The Cumbees live on the building's second floor. Their two-bedroom, two-bath flat of 1,600 square feet boasts original woodwork, exposed brick, and a Charleston-style back garden.
New Business in Antiques
The Cumbees may have ignited Elloree's downtown renewal, but it took devoted locals to make Cleveland Street more than a one-shop stop. Among them are six antiques shops and several others that include antiques as part of thier stock.
When I opened five years ago, there were three antiques shops on this block and little else, says Faye Bookhart, owner of Burkhardt, Ltd. Antiques. Thanks to the opening of more shops and our spring and fall fairs, many people come for the antiques and then stay for a meal, a visit to our great museum, and maybe an extra night or two.
The Elloree Heritage Museum & Culture Center opened in 2002, thanks to the fund raising and volunteer work of the townspeople. The museum documents area history with displays of vintage farm equipment (including an original cotton gin), the actual log cabin of Ellorees founder, a smokehouse, and more.
Here to Stay
Those who explore the museum or shop til they drop can take a break at Amporns Thai Cuisine, another Cleveland Street success story. Locals delight in Amporn Appleby's dishes. I include Southern ingredients in recipes adapted from my homeland, she says. That means catfish may be topped with a spicy Thai sauce, or collard greens may be incorporated into authentic Thai fare.

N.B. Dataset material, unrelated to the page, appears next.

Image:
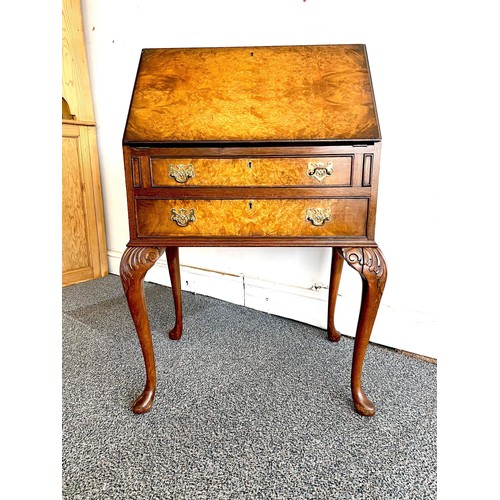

Amporn grows her herbs in a large garden next to the restaurant. Here is typical of the alley gardens that sprout between buildings along Cleveland Street. Another of those greenspaces is known as Prayer Alley. Maintained by shop owners, this narrow garden provides a place of quiet contemplation for tired visitors or shopkeepers.
It's hard to describe the physical and philosophical changes in downtown Elloree," says town administrator John Singh. "People here are proud of what has happened on this block, and we're excited to be expanding improvements farther down Cleveland Street." These plans include additional landscaping as well as recently completed median and sidewalk enhancements.
The Cumbees often contemplate how a rest stop on a long drive led to a new home for them and a new life for the town. They're here to stay, and so is this success story.